Free schools and academies have been a vital part of the improvements. Readers of ConservativeHome will undoubtedly be familiar with Katharine Birbalsingh and Michaela Community School. But the truth is that they are a tiny part of a much bigger reform movement with many other amazing but less high-profile successes.
Reach Academy Feltham. Great Yarmouth Charter Academy. Ark Greenwich Free School. Dixons Trinity in Bradford – indeed the whole chain of Dixons schools, plus those of Outwood Grange, Delta and Northern Education trusts, and Harris, United Learning, Star, Advantage Schools.
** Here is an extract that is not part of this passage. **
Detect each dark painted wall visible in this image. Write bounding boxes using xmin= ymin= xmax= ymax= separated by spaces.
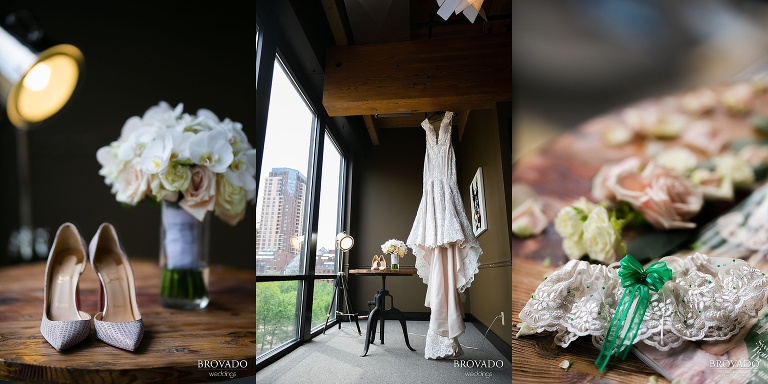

The list is extensive. We’ve created a system that for the first time can systematically set up great schools where they’re needed, or turn around schools that had struggled for generations.
We shouldn’t underestimate how hard it has been to get here. On top of the practical challenges that reform brings, nearly all of these successful changes were opposed by the Lib Dems, Labour, and their union supporters. I do occasionally worry that we have become a bit too blasé about it all.
We can’t overlook how the momentum to shift schools from council-control has ebbed and flowed, and that the number of free school projects approved this week – fifteen – is tiny compared to the glory days of 2016 and 2017 when over 100 were approved in each of two batches.
None of the above could have happened under anything other than Conservative-led governments – just look at how school standards have collapsed in Wales under Labour, and in Scotland firs under them, and then the SNP, and Wales under Labour. And whilst Labour still hasn’t said too much in detail about what it would do in England if it got into power, what they have shared is worrying.
They’d remove the original and most important academy freedoms – what to teach and how to employ staff. They’d undertake a complete curriculum and assessment overhaul and make what schools have to teach a lot more woolly and woke. And they’d make it a lot harder for parents and others to know how well a school is doing by scrapping Ofsted grades and introducing a “scorecard” which could allow weak schools to claim they’re doing well by pointing at the bits they score better at and ignore the rest.
On the structures front, they’ve said they’d not reverse academisation, but it’s clear they’d not encourage the remaining maintained schools to join multi-academy trusts and benefit from all that this brings.
And what about possibly the biggest government policy success since 2010 – free schools? Labour has said it would keep the process – but can you really imagine them signing off more partnerships like the Eton/Star one, or allowing iconoclasts like Katharine Birbalsingh to challenge the system to do better?
I remain optimistic that there is all to play for regarding the next General Election, but the Government could and should do more now to further embed successful reforms and make our schools even stronger – by getting more schools into great trusts, and signing off another wave of free schools where they can shake things up.
This week’s approvals remind us of what can be achieved when power is put in the hands of people on the front line. The Government must make the most of every day between now and the election to do more of this. Our children deserve nothing less.